Division of Orthodontics, School of Dentistry, University of Minnesota, Minneapolis, MN 55455, USA.
Biochem Biophys Res Commun. 2010 Mar 26;394(1):48-53. doi: 10.1016/j.bbrc.2010.02.080. Epub 2010 Feb 18.
There is strong clinical evidence that implicates tenofovir in the loss of bone mineral density during treatment of human immunodeficiency virus infection. In this study, we sought to test the hypothesis that tenofovir treatment of osteoblasts causes changes in the gene expression profile that would impact osteoblast function during bone formation. Primary osteoblasts were isolated and then treated with the tenofovir prodrug, tenofovir disoproxil fumarate (TDF). Total RNA from TDF-treated and untreated osteoblasts were extracted and used for microarray analysis to assess TDF-associated changes in the gene expression profile. Strikingly, the changes in gene expression profiles involved in cell signaling, cell cycle and amino acid metabolism, which would likely impact osteoblast function in bone formation. Our findings demonstrate for the first time that tenofovir treatment of primary osteoblasts results in gene expression changes that implicate loss of osteoblast function in tenofovir-associated bone mineral density loss.
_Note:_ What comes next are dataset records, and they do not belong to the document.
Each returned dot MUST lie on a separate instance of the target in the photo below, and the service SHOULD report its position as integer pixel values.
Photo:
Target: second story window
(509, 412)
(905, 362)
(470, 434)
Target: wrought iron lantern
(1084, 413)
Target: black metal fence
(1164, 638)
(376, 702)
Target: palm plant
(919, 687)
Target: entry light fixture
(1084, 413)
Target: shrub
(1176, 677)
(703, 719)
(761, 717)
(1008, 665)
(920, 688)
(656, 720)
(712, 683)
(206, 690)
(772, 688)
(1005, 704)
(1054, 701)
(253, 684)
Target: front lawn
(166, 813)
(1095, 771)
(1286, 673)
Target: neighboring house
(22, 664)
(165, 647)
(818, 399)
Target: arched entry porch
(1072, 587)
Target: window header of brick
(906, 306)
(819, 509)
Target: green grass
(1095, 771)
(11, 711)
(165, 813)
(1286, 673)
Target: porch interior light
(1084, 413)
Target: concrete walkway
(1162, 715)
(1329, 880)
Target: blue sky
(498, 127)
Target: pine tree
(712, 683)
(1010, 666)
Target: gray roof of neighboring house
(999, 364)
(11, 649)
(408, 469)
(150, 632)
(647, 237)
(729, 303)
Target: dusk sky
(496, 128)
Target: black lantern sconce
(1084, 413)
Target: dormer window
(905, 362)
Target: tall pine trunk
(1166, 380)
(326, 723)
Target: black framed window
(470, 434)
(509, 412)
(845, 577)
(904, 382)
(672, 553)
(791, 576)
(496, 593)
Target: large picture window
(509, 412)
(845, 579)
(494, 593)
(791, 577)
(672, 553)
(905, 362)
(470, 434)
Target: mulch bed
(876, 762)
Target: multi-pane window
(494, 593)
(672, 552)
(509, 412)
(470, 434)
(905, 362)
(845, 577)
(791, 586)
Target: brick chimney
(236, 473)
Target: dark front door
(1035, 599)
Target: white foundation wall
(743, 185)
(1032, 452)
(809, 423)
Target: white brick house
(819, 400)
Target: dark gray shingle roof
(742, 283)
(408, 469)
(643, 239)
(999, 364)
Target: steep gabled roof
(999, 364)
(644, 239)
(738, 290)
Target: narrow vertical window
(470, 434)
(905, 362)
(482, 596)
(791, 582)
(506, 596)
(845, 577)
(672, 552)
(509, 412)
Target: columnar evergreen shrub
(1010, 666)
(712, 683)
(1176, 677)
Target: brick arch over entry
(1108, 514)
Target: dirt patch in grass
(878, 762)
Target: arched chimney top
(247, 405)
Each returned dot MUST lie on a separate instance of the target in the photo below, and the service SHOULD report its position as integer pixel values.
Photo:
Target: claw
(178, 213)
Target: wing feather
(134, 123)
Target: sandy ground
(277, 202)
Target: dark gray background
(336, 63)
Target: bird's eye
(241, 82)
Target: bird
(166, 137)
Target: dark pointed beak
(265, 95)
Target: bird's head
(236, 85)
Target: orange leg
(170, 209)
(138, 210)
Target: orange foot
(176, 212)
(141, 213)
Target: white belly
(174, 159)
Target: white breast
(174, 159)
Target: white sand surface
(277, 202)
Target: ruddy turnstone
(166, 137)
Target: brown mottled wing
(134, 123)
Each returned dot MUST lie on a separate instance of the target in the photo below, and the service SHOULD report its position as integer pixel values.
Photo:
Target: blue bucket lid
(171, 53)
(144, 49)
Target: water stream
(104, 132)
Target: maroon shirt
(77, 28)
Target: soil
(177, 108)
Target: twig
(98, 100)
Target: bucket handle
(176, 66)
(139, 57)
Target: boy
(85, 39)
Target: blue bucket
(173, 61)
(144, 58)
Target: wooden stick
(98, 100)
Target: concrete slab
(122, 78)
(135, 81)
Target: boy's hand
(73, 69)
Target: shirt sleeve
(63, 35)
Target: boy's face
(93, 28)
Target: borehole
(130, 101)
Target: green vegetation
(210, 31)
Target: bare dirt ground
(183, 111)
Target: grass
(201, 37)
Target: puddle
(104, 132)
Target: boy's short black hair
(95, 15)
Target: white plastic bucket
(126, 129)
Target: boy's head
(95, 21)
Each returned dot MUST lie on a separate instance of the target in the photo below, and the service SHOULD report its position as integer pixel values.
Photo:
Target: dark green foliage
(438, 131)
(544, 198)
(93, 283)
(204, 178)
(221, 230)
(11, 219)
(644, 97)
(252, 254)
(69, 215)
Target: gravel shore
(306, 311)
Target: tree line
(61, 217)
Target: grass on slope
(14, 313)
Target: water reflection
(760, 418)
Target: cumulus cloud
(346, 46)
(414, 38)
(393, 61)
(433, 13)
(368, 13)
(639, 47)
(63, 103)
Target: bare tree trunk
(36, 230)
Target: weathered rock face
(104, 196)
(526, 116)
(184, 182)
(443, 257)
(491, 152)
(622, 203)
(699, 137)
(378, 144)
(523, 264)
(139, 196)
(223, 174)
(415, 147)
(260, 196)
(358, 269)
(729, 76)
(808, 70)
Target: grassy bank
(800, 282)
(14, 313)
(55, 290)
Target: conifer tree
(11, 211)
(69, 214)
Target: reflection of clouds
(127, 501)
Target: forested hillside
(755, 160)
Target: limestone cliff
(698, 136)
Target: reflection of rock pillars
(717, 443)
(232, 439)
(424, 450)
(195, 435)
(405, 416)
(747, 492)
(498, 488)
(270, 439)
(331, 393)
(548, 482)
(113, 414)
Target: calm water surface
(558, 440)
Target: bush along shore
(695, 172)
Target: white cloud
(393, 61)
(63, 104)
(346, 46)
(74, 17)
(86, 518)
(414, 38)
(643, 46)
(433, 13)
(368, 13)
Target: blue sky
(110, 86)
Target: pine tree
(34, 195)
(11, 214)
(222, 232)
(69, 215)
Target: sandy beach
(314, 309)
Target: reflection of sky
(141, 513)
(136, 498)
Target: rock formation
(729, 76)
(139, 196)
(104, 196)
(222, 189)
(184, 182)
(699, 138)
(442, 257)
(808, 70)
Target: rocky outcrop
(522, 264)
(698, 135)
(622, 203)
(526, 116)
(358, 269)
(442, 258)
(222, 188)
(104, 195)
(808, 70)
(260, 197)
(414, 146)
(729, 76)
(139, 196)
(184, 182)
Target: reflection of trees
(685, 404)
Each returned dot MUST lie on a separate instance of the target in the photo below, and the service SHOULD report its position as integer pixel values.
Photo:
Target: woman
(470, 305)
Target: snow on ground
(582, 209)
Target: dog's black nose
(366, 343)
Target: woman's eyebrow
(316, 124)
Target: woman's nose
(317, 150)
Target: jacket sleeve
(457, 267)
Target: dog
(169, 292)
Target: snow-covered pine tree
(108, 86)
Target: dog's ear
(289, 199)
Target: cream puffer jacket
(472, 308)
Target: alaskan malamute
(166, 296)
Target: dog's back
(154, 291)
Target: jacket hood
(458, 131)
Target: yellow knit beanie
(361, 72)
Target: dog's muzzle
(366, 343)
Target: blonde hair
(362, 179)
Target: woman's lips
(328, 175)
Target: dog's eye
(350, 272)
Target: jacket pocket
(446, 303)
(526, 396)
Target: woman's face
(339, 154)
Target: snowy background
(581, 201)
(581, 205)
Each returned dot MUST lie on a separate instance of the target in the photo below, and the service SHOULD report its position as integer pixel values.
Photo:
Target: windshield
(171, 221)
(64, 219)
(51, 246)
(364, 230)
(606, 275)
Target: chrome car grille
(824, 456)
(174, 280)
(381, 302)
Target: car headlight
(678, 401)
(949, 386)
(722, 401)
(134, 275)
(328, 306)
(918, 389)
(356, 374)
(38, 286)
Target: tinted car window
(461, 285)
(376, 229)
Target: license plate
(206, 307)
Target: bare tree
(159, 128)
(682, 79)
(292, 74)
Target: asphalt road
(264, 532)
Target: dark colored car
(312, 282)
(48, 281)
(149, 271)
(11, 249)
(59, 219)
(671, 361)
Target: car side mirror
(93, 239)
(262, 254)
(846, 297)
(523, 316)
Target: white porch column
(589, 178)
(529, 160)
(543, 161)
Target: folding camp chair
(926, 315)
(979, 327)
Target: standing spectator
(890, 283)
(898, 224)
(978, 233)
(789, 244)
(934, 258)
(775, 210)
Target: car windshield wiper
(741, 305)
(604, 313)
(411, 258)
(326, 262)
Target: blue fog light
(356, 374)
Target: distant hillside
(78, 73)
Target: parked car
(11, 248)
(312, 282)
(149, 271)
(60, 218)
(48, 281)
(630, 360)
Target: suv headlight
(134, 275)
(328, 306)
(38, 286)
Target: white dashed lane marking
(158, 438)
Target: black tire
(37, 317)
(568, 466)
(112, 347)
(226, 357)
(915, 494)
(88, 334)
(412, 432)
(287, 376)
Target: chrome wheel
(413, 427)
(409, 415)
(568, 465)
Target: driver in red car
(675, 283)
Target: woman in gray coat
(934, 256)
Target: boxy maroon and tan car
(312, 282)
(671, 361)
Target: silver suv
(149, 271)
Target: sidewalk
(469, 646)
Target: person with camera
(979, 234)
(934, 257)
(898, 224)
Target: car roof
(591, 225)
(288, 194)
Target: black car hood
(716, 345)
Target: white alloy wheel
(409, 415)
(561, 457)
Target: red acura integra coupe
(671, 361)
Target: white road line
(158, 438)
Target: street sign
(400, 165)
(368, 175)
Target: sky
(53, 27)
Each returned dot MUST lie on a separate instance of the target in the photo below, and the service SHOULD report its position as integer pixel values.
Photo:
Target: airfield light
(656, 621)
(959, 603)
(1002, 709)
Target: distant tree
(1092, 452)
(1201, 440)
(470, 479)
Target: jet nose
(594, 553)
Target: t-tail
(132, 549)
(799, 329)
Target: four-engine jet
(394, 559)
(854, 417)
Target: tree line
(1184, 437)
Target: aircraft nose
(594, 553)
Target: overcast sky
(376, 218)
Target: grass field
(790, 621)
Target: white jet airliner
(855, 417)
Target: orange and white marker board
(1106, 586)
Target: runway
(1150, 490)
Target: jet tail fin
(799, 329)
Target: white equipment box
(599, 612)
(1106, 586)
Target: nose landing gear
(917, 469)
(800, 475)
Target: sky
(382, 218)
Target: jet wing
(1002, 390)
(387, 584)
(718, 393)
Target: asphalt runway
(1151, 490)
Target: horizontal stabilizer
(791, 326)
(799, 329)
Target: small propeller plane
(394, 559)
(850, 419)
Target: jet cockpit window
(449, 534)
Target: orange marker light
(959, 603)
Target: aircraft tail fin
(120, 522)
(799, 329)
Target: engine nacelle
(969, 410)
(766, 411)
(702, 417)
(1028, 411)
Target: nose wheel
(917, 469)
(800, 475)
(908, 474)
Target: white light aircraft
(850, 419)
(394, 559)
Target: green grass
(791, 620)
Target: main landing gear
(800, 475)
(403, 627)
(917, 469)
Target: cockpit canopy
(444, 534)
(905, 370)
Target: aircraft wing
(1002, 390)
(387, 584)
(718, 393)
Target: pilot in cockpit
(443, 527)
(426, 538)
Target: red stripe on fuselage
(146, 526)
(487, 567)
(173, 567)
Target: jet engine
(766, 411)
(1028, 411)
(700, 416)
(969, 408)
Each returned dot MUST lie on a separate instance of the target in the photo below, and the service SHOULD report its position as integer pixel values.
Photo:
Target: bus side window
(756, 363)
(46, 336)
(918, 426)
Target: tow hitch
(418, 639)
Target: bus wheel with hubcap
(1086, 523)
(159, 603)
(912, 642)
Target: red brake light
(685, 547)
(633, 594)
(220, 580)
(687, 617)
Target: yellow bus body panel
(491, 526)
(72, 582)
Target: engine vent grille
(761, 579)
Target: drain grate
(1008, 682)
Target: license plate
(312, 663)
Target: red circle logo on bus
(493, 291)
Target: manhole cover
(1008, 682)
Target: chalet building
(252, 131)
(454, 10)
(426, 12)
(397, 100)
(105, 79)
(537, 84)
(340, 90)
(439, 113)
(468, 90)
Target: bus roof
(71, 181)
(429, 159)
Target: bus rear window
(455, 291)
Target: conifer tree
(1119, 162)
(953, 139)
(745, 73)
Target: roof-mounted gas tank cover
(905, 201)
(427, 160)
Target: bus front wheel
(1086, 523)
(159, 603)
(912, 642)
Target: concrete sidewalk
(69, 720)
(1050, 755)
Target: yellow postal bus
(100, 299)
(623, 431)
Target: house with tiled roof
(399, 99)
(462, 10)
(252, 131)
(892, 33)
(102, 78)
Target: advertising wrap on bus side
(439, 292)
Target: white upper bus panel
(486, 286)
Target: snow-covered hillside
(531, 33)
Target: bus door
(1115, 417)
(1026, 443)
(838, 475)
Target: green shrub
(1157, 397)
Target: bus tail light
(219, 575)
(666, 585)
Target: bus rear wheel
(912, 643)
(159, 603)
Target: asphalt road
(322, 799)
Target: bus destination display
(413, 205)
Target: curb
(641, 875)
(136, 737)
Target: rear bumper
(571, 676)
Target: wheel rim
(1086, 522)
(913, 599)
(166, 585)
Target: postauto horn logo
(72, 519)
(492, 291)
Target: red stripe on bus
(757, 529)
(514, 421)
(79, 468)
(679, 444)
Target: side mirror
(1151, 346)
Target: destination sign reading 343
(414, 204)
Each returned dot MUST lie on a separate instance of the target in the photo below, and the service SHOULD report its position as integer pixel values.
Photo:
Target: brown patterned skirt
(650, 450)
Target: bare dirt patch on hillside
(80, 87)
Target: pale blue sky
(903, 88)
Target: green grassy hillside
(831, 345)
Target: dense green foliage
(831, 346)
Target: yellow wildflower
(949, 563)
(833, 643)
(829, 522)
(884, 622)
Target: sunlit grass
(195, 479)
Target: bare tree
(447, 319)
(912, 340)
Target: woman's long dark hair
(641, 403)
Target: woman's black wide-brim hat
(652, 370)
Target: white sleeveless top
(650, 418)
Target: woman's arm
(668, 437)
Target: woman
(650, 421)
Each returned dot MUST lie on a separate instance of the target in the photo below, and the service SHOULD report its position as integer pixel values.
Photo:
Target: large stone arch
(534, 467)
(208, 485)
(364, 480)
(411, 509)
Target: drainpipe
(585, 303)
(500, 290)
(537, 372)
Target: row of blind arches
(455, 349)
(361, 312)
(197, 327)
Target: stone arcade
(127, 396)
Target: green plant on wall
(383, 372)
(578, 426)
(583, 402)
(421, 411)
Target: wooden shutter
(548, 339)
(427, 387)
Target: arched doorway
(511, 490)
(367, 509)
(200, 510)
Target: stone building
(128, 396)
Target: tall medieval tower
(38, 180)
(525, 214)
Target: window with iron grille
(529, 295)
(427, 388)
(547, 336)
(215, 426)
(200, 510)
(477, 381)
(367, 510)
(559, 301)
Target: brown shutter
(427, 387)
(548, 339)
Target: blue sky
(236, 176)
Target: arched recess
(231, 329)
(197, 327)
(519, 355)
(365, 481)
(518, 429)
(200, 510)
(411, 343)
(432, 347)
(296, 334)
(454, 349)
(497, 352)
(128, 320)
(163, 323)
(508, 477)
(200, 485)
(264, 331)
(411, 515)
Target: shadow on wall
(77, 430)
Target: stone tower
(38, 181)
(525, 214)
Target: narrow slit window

有强有力的临床证据表明,替诺福韦在治疗人类免疫缺陷病毒感染时会导致骨密度降低。在这项研究中,我们试图验证一个假设,即替诺福韦处理成骨细胞会导致基因表达谱的变化,从而影响骨形成过程中成骨细胞的功能。我们分离了原代成骨细胞,然后用替诺福韦前药替诺福韦二吡呋酯(TDF)处理。从 TDF 处理和未处理的成骨细胞中提取总 RNA,并用于微阵列分析,以评估 TDF 相关的基因表达谱变化。引人注目的是,细胞信号转导、细胞周期和氨基酸代谢相关的基因表达谱变化,这可能会影响成骨细胞在骨形成中的功能。我们的研究结果首次表明,替诺福韦处理原代成骨细胞会导致基因表达变化,这暗示了替诺福韦相关的骨密度降低与成骨细胞功能丧失有关。